Three canonicalization studies specifically targeting SMILES have been reported:

  • Weininger et al., 1988. This work divides SMILES canonicalization into two subroutines: one that generates unique numbering for each atom; and another that generates a canonical SMILES based on the unique numbering. Certain aspects of the process are not detailed including normalization and handling stereodescriptors.
  • O'Boyle, 2012. Introduces a method for uniquely numbering atoms based on InChI, and specifically applies it to SMILES.
  • Schneider et al.. Replaces the Penny code approach used by Weininger with one based on stable sorting.

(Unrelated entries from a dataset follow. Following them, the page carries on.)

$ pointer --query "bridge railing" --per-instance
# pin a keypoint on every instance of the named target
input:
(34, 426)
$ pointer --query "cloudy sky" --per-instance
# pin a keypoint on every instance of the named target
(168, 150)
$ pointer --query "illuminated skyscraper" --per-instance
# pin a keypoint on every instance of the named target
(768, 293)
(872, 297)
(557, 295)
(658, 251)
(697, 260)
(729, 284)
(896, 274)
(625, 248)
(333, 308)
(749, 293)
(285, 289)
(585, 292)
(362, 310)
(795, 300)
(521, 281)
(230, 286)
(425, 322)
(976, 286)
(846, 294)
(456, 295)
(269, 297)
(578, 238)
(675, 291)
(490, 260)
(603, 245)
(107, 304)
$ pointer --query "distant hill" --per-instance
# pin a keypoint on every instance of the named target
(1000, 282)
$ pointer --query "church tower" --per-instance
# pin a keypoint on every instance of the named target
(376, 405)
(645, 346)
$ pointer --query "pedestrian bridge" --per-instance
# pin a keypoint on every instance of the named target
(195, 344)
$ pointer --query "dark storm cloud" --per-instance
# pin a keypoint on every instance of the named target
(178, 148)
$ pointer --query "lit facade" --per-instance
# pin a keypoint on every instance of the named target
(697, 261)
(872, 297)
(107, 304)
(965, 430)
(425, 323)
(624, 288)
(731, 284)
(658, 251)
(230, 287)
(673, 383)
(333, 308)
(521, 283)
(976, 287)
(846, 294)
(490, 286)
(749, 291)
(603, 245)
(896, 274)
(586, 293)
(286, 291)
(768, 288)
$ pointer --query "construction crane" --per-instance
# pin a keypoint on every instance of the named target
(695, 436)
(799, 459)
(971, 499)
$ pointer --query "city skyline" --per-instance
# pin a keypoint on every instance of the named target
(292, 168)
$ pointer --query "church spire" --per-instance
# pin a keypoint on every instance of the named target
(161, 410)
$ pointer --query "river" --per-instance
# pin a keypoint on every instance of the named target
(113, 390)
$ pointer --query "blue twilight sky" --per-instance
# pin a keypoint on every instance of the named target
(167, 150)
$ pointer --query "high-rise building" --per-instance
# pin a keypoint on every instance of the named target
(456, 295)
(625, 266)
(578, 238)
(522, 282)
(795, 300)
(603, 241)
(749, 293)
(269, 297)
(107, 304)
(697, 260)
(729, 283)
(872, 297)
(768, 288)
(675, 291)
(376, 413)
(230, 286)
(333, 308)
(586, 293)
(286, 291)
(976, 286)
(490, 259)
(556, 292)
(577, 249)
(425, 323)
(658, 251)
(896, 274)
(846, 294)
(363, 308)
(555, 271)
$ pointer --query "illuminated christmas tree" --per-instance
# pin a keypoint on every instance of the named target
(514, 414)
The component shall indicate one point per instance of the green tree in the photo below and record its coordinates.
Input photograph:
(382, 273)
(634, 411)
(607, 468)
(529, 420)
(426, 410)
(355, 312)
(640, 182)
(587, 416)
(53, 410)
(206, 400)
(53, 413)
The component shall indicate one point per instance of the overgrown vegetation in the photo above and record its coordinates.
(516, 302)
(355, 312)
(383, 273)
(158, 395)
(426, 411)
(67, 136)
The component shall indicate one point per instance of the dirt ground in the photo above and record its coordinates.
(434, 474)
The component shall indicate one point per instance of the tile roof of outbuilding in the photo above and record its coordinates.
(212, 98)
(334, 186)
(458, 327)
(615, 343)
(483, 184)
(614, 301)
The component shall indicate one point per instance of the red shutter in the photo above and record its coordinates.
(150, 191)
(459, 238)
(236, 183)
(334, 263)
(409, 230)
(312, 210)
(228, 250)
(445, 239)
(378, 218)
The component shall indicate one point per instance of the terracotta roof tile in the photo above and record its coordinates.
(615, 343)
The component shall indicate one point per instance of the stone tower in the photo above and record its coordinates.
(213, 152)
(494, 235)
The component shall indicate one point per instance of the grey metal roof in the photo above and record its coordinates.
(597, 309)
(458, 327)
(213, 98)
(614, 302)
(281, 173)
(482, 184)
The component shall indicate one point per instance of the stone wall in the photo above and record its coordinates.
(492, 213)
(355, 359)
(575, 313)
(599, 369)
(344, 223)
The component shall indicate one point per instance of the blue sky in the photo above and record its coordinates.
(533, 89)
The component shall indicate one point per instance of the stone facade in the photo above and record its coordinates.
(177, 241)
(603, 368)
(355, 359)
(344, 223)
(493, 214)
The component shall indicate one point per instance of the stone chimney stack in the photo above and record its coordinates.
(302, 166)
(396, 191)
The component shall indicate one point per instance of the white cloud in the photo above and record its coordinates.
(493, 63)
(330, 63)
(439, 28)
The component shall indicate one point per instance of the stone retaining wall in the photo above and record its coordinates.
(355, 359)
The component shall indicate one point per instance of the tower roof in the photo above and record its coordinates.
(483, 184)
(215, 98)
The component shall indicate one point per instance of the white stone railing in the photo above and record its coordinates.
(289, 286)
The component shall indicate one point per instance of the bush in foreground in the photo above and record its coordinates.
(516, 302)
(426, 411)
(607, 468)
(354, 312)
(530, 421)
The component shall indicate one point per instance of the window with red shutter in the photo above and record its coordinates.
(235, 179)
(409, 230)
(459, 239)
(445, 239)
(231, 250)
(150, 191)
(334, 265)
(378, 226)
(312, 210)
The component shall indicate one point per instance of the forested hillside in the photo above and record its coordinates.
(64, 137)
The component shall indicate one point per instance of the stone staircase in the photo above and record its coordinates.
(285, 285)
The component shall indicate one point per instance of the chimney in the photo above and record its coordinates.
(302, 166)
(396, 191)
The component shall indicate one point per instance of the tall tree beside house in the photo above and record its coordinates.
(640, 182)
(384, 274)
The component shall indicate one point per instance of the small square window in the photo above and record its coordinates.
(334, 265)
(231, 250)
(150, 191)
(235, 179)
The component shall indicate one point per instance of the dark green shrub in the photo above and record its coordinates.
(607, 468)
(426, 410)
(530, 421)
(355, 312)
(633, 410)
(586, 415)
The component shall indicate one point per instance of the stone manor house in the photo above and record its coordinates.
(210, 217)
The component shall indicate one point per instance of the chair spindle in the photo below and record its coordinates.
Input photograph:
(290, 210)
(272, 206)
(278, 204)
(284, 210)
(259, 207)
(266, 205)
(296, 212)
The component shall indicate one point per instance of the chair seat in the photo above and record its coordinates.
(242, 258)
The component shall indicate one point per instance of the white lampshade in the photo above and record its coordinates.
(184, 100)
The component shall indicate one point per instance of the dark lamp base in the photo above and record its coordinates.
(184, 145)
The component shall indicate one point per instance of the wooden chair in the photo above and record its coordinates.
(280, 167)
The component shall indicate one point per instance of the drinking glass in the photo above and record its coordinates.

The approach was integrated into RDKit.

Whereas the first study specifically targets SMILES output, aspects of the latter two approaches could be applied to any form of representation.

A helpful overview of molecular canonicalization was published by Ivanciuc in 2003. Some time later, I summarized it, and applied it to a different representation system.

The approach presented here borrows from all of these works, but mainly from that of Ivanciuc.


This article sketches a naive Balsa canonicalization procedure based on two steps: (1) exhaustive tree enumeration; and (2) sorting the resulting trees. Although rigorously correct, implementations may not be practical due to high computational complexity. Optimizations are, however, feasible. More complex optimizations than those presented here may eventually deliver an efficient, correct, and conceptually simple canonicalization procedure useful in a variety of cheminformatics and computational chemistry applications.